The AA pathway plays a key role in numerous inflammatory diseases, where its metabolism involves COXs and LOXs enzymes that lead to the production of a variety of bioactive mediators such as prostanoids and LTs69. COX-2 catalyzes the conversion of arachidonate to inflammatory PGs, a process pivotal in inflammation. COX-2 inhibitors are among the most widely used medications due to their anti-inflammatory, antipyretic, and analgesic properties8. On the other hand, it has been reported that 5-LOX plays the most important role in the production of LTs, which also act as inflammatory mediators in respiratory, dermatological, and gastrointestinal disorders18.
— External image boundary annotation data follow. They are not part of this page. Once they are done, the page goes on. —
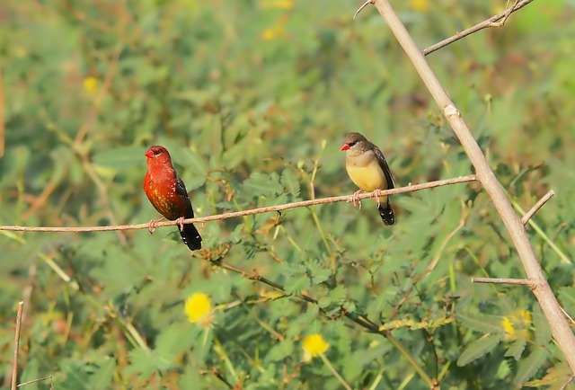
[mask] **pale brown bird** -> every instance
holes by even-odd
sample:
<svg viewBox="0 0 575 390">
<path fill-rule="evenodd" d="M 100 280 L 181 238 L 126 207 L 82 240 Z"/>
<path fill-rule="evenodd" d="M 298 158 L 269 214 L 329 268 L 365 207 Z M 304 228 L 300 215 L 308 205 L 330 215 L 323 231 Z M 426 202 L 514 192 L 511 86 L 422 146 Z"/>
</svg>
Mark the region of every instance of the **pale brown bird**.
<svg viewBox="0 0 575 390">
<path fill-rule="evenodd" d="M 361 189 L 353 194 L 354 206 L 361 191 L 373 192 L 384 224 L 394 225 L 395 216 L 389 199 L 379 195 L 381 191 L 394 188 L 394 178 L 382 151 L 359 133 L 346 134 L 341 150 L 346 152 L 345 168 L 349 178 Z"/>
</svg>

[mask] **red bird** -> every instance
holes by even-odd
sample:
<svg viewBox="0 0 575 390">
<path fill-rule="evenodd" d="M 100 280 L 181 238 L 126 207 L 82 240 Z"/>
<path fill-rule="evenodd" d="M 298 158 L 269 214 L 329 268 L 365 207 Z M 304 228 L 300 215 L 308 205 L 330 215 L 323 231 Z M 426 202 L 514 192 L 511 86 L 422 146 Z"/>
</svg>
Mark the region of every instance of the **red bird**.
<svg viewBox="0 0 575 390">
<path fill-rule="evenodd" d="M 186 186 L 172 165 L 170 154 L 164 146 L 150 146 L 144 154 L 147 157 L 147 172 L 144 178 L 144 191 L 152 206 L 171 221 L 180 223 L 180 235 L 190 250 L 201 249 L 201 236 L 192 224 L 183 225 L 185 218 L 193 218 L 194 210 Z M 155 220 L 150 221 L 154 232 Z"/>
</svg>

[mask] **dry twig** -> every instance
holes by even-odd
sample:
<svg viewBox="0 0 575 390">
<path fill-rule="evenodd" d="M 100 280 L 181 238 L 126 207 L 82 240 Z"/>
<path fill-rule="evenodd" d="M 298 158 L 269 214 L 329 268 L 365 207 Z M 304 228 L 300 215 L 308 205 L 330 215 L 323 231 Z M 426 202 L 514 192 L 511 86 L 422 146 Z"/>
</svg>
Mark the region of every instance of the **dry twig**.
<svg viewBox="0 0 575 390">
<path fill-rule="evenodd" d="M 449 38 L 447 38 L 440 42 L 438 42 L 434 45 L 429 46 L 429 48 L 423 49 L 423 55 L 427 56 L 428 54 L 431 54 L 434 51 L 438 51 L 439 49 L 445 48 L 447 45 L 452 44 L 453 42 L 456 42 L 459 40 L 463 40 L 468 35 L 473 34 L 473 32 L 477 32 L 483 29 L 488 29 L 490 27 L 502 27 L 507 22 L 509 15 L 517 11 L 519 11 L 524 6 L 527 5 L 529 3 L 533 2 L 533 0 L 516 0 L 513 6 L 508 8 L 507 10 L 499 13 L 496 15 L 491 16 L 489 19 L 484 20 L 482 22 L 475 24 L 473 27 L 464 30 L 463 31 L 457 32 L 456 34 L 452 35 Z M 367 0 L 356 11 L 356 13 L 353 15 L 353 19 L 358 16 L 358 14 L 367 5 L 375 3 L 375 0 Z"/>
<path fill-rule="evenodd" d="M 16 330 L 14 331 L 14 358 L 12 362 L 12 386 L 11 390 L 16 390 L 18 384 L 18 353 L 20 351 L 20 331 L 22 329 L 22 310 L 24 301 L 18 302 L 18 313 L 16 314 Z"/>
<path fill-rule="evenodd" d="M 527 279 L 533 282 L 534 287 L 532 290 L 541 306 L 543 313 L 547 318 L 553 338 L 563 351 L 567 363 L 575 373 L 575 335 L 573 335 L 569 323 L 562 312 L 561 306 L 557 302 L 557 298 L 553 295 L 545 279 L 541 265 L 535 258 L 529 239 L 526 234 L 525 226 L 513 210 L 511 203 L 505 196 L 503 187 L 501 187 L 501 184 L 497 180 L 495 173 L 485 158 L 485 155 L 483 155 L 477 141 L 473 138 L 461 113 L 441 86 L 439 80 L 425 60 L 425 57 L 423 57 L 418 49 L 405 29 L 405 26 L 397 17 L 389 1 L 374 0 L 374 4 L 413 63 L 421 80 L 442 110 L 444 116 L 459 138 L 459 142 L 475 168 L 479 181 L 491 199 L 493 205 L 497 208 L 511 237 L 513 244 L 521 259 Z"/>
</svg>

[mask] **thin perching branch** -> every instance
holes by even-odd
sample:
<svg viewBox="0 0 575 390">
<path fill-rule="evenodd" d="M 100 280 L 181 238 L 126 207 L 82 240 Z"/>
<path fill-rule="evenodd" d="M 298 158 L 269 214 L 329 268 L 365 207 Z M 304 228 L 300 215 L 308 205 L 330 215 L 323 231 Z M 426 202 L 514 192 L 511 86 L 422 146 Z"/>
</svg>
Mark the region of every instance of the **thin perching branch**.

The alkaloid extract demonstrated consistent inhibition of COX-2 across all tested concentrations (6.25–25 ppm), while crude extract concentrations higher than 25 ppm did not reduce COX-2 activity (Fig. 6a). The alkaloid extract is mainly composed of mitragynine and its derivatives. Mitragynine has been found to inhibit the expression of COX-2 in a concentration-dependent manner11. Meanwhile, multiple components in the crude extract, besides alkaloids, might work synergistically or antagonistically to induce inflammation to some extent as the crude extract concentration increases. Similar to the interaction between artemisinin and casticin, which is antagonistic at a ratio of 1:3 (v/v), a synergistic interaction has been described for combination ratios ranging from 1:10 to 1:1000 (artemisinin to casticin, v/v)70.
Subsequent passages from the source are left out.